BP oil spill has left saltwater seafood prices high in Plaquemine restaurants one year later

Tryve Brackin
Carbo's Seafood is among the local businesses that has felt the pinch from higher prices in the wake of the BP Deepwater Horizon oil disaster.

It was a year ago that the BP oil spill just off the Louisiana Gulf Coast began to impact the seafood industry in Iberville Parish as well as across the nation.

POST SOUTH interviewed a restaurant business owner only a few days after the spill about the quality and price of bulk saltwater seafood. Immediately, the prices jumped per pound and the supply dipped a bit and remained lower than previously. Today, the owner is no longer in the seafood restaurant business.

Last week two local seafood restaurant owners in Plaquemine provided informative interviews. Both were owners prior to the BP spill and continue in business.

Sandy Carbo has operated Carbo Seafood in Bayou Pigeon for nine years now. Even with the ramifications of the oil spill still lingering, she opened up a second restaurant on Belleview Road in Plaquemine. She says everything is going well at both locations.

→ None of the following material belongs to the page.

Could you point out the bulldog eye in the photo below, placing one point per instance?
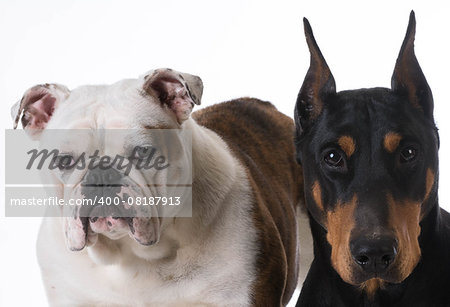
(408, 154)
(334, 159)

“I want to think my experience in operating the restaurant in Bayou Pigeon gave me the confidence to open a second location. So far, so good,” noted Carbo.

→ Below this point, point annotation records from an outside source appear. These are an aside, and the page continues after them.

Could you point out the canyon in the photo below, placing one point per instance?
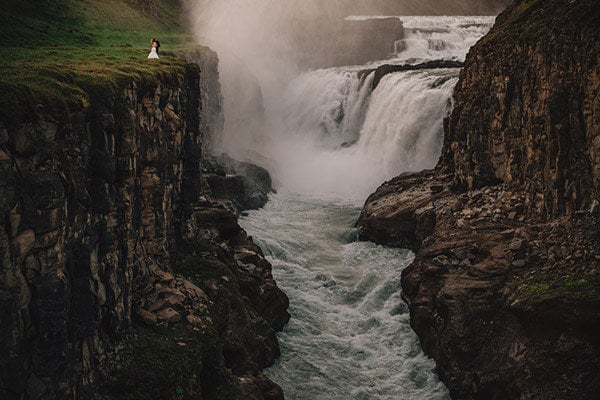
(138, 261)
(504, 289)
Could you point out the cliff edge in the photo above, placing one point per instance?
(123, 273)
(504, 292)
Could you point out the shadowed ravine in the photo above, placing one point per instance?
(350, 335)
(332, 139)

Just a couple of miles east of Carbo’s, Wag-A-Sack continues operating a variety menu buffet each lunchtime as well as other dinner hours. The deli is not a seafood restaurant, but it does sell seafood once and sometimes twice a week.

Owner Bill Blanchard noted that “All food items are getting more and more expensive, not just seafood. We have had to raise plate lunch prices because of it. Prices have risen on a steady basis over the last year, but I have noticed some of the seafood prices have dropped a little over the last couple of months. However, I don’t think the prices will ever go back to what they were before the oil spill and since everything else began to go up in recent months.”

Blanchard said the price rise is right along with the national trend to higher food prices. He added that saltwater seafood is available and buying local helps a little to hold down wholesale prices.

Like Blanchard, Carbo saw a spike in saltwater seafood prices and a sudden slack in availability immediately after the spill.

“We were able to stock shrimp after the spill, but it took months to get oysters. And, when we got them, customers seemed concerned about eating them,” noted Carbo.

She added that prices have never gone down. Oysters have increased from around $15 a bucket to close to $56 a bucket. Shrimp is up as well, but she has noticed a bit of a dip in both. She takes into consideration the cost of all wholesale food, like Blanchard.

“Everything is up in price from lettuce to bread and so forth,” she noted.

Carbo does get her freshwater fish from the Bell River area and she says it helps to buy locally as much as possible. She is considering adding frog legs to her menu.

“I don’t think prices will ever be the same again. We managed to make it through the unavailability right after the spill as well as the price hikes. But, when prices go up we have to do what is necessary to keep it going. The Gulf oil spill did not do any of us any good though,” explained Blanchard.